Scottish Power’s loss at Longannet is, however, an economic gain for rival Scottish generator, Perth –based SSE which gained a £15 million National Grid’s tender for ‘transmission constraint management services’ for Scotland in 2016/17.
This means, in effect, SSE will be paid to switch on its gas-fired Peterhead power station to meet peak-demand for UK electricity on an ad-hoc, responsive-basis.
The closure of the coal-fired giant 2400 MW station could mean that Scotland will in future have to rely on importing electricity from rUK.
Scottish Power’s bid for this contract was rejected by National Grid and as a result the company has said that in all likelihood it will be forced to close Longannet by March 2016.
Consequently, the formal death sentence on Longannet was formally announced by Neil Clitheroe, Chief Executive, Scottish Power (Retail and Generation), who said:
“We are extremely disappointed with National Grid’s decision as Scottish Power submitted a competitive bid that reflected our commitment to protecting the immediate future of Longannet Power Station.
“As we have said previously, the decision by National Grid means that, in all likelihood, we will be forced to announce the closure of Longannet by March 2016.
“Everyone will appreciate that it is a concerning time for all our people and we will do everything in our power to manage the outcome of this process as best we can.
“The issue regarding punitive Transmission Charges has not changed, and this still negatively impacts the future of the station.
“Beyond that, the current Transmission Charging regime is a major barrier to any future investment in flexible thermal power generation in Scotland.
“In any future scenario for Scotland, it is vital that the network here is supported by flexible generation to compliment renewables.”
Ewing said: “My first and foremost thoughts are with the hundreds of direct employees at Longannet power station, and the many more who are dependent on the plant.
“Whilst I of course welcome the news that Peterhead power station has secured a contract from National Grid, given its huge strategic importance to Scotland, the news that Longannet is now likely to close prematurely is very concerning for the Scottish Government.
“Of course there has been broad consensus that the electricity system in Scotland will be less resilient if Longannet closes prematurely.
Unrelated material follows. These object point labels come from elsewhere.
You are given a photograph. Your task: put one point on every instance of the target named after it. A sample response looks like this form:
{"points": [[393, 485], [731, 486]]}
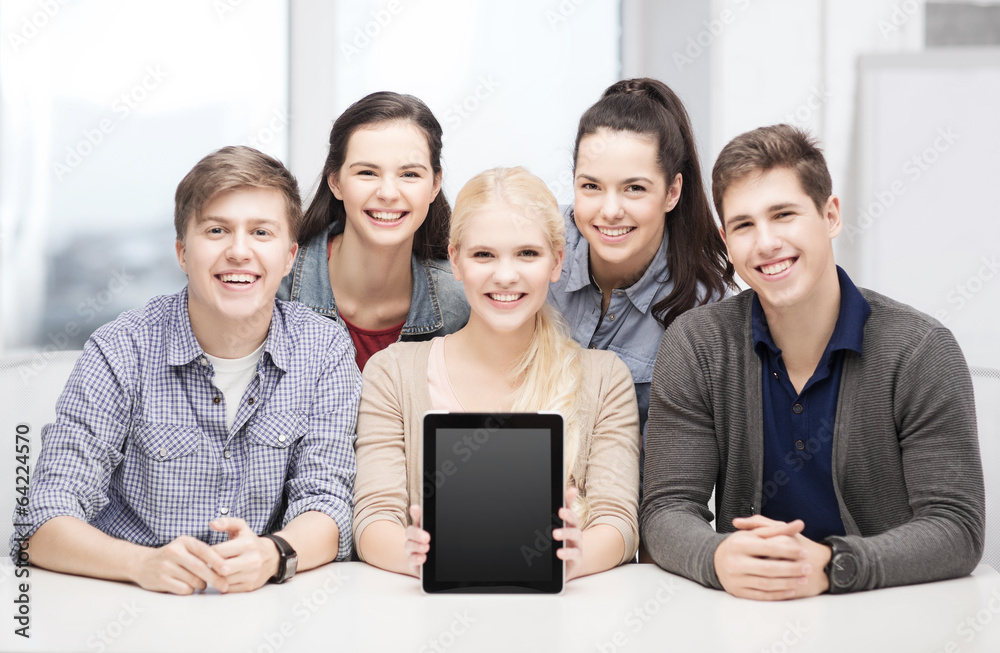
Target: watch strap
{"points": [[844, 568], [287, 558]]}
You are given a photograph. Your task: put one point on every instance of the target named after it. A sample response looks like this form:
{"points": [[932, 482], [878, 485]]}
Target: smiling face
{"points": [[620, 199], [505, 263], [778, 241], [387, 183], [235, 253]]}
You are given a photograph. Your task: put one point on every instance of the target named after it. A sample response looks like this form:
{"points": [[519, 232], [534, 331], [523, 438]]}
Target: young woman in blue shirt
{"points": [[374, 242], [642, 244]]}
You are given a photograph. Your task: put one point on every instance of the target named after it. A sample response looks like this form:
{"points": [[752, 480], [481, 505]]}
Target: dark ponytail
{"points": [[695, 250], [431, 239]]}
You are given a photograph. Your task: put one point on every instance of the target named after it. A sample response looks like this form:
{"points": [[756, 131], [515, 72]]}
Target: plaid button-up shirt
{"points": [[140, 448]]}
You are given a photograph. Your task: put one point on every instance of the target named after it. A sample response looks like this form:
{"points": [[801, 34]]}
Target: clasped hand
{"points": [[771, 560], [186, 565]]}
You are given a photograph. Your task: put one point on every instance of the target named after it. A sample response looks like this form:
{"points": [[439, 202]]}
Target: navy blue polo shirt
{"points": [[798, 427]]}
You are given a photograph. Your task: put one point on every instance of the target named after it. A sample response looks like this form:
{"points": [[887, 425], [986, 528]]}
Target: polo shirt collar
{"points": [[848, 333]]}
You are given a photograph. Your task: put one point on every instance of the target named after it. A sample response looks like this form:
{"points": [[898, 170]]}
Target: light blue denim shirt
{"points": [[629, 329], [437, 308]]}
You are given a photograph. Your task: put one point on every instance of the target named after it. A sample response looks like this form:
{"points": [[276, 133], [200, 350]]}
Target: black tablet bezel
{"points": [[553, 422]]}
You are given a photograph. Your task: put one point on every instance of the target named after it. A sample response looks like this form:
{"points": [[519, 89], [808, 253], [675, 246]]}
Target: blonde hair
{"points": [[548, 375]]}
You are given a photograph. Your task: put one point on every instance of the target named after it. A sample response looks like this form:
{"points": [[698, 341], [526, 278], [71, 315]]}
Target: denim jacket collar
{"points": [[310, 284], [654, 283]]}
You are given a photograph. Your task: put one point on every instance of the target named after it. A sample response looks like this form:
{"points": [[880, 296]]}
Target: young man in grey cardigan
{"points": [[836, 425]]}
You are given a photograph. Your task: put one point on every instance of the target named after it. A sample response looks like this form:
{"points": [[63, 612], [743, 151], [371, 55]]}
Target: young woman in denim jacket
{"points": [[642, 246], [374, 243]]}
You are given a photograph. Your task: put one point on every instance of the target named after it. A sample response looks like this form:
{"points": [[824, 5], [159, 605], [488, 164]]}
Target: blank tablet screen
{"points": [[491, 499]]}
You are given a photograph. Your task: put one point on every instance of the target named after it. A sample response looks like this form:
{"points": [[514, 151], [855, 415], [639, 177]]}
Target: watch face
{"points": [[844, 569]]}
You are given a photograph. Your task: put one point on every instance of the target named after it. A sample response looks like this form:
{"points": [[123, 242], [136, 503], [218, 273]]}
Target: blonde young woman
{"points": [[506, 245]]}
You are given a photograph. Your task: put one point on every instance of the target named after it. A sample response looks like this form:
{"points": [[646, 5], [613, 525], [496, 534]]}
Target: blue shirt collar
{"points": [[848, 333], [642, 293], [183, 347]]}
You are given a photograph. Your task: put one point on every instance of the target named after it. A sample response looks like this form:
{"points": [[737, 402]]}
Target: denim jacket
{"points": [[437, 308]]}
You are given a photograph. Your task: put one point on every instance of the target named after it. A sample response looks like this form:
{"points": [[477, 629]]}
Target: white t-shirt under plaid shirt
{"points": [[140, 448]]}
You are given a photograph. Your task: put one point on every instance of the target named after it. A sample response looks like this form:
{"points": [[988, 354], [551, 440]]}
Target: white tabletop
{"points": [[354, 607]]}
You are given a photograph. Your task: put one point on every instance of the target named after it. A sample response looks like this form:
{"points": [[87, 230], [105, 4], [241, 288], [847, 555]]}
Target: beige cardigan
{"points": [[395, 397]]}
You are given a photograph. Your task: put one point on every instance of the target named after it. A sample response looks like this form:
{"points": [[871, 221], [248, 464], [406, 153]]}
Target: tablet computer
{"points": [[491, 492]]}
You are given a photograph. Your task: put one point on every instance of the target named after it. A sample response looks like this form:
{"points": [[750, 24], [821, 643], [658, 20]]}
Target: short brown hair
{"points": [[766, 148], [229, 168]]}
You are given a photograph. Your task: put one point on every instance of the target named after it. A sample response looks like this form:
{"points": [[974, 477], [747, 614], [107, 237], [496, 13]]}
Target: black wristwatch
{"points": [[288, 559], [844, 566]]}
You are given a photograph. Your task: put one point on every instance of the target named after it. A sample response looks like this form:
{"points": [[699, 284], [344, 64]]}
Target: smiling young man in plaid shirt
{"points": [[206, 439]]}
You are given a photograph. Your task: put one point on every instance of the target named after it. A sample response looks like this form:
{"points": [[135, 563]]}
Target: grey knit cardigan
{"points": [[906, 465]]}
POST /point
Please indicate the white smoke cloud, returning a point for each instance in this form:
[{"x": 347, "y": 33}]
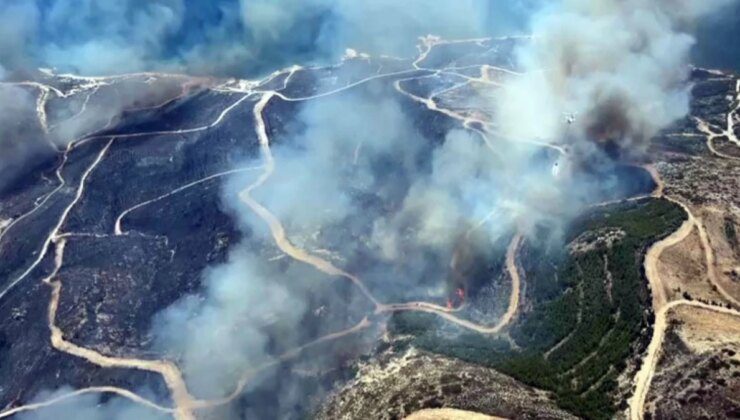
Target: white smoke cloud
[
  {"x": 620, "y": 67},
  {"x": 88, "y": 407}
]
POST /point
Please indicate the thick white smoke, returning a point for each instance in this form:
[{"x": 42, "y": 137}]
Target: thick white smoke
[{"x": 619, "y": 68}]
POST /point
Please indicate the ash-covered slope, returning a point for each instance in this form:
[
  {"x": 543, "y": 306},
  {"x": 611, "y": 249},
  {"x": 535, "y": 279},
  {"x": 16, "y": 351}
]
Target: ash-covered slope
[{"x": 233, "y": 247}]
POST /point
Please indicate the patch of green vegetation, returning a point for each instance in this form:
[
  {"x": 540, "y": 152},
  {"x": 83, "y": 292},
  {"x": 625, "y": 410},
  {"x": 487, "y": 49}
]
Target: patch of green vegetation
[
  {"x": 593, "y": 317},
  {"x": 731, "y": 233}
]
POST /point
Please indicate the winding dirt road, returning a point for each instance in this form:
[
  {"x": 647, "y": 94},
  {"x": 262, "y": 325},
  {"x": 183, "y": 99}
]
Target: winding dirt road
[
  {"x": 661, "y": 306},
  {"x": 184, "y": 403}
]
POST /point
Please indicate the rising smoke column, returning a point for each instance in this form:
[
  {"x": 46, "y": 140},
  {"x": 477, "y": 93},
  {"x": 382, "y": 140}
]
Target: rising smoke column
[{"x": 619, "y": 66}]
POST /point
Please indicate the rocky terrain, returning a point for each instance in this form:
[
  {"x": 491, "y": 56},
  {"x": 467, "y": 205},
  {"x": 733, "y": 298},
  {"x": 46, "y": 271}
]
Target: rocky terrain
[{"x": 114, "y": 227}]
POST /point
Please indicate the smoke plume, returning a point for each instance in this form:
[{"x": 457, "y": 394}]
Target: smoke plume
[
  {"x": 355, "y": 178},
  {"x": 619, "y": 67}
]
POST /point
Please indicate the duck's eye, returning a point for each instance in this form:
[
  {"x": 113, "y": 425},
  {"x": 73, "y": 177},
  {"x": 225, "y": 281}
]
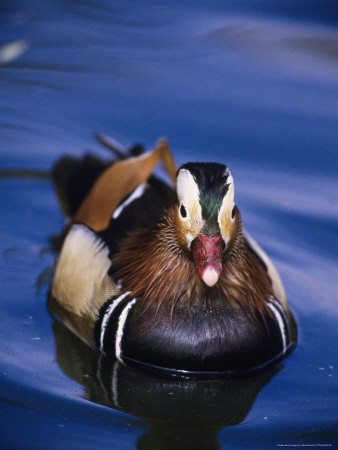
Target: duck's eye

“It is vital therefore that these discussions also explore all possible options for averting the premature closure of the site, such as possible action to address discriminatory transmission charges, whether additional National Grid contracts could be available and whether the restoration coal proposal – mentioned in the UK Budget – could help the station’s economics.”
“We will look to engage all relevant authorities and agencies alongside Scottish Power to secure the best possible outcomes for those affected throughout the local economy and further afield. This activity will require cross-party support and close working between all of the relevant authorities.”
Hector Grant, Chief Executive of the Industrial and Power Association, said last night: “The earlier than anticipated closure of Longannet has not taken the industry by surprise.
“Only last Thursday at our Power Scotland Conference this was the topic of considerable discussion both by presenters and delegates alike.
“The Industrial and Power Association would emphasise that although there may be sufficient capacity to meet demand in Scotland at the moment, it would be prudent to ensure that plans are in place for sufficient baseload to give flexible generation availability over the coming years as we begin to see both of Scotland’s nuclear stations coming to the end of their lives.
“Planning needs to start now as without this we may well become reliant on importing power through existing and new inter-connectors from the other home countries and further afield.”
Longannet would have been due to close by 2020 under EU, UK and Scot-Government regulations aimed at cutting greenhouse gas emissions – which went up in the latest annual figures announced by St. Andrew’s House last week.
The UK Dept for Energy (DECC) commented: “Next year’s possible closure of Longannet is unwelcome news for the workforce and the UK government will do everything possible to assist them.
“The Department for Energy and Climate Change takes security of supply very seriously and has worked with National Grid to put in place an effective plan to secure electricity supply.
“National Grid have confirmed they continually assess the risks to security of supply across GB and have the tools to address any issues, including major plant closures, that emerge both nationally and in Scotland.”
“So the contract it awarded to SEE is good news for Peterhead, a plant that is developing carbon capture and storage technology which will help towards our carbon emission objectives. This will also help maintain high levels of electricity security for Scotland.”
Holyrood MP Murdo Fraser, Chairman of the Scottish Parliament’s Energy Committee, said: “We have known for some time that Longannet was going to have to close, but it’s disappointing this has been brought forward.
“It illustrates once again why the Scottish government has to change tack on energy policy.”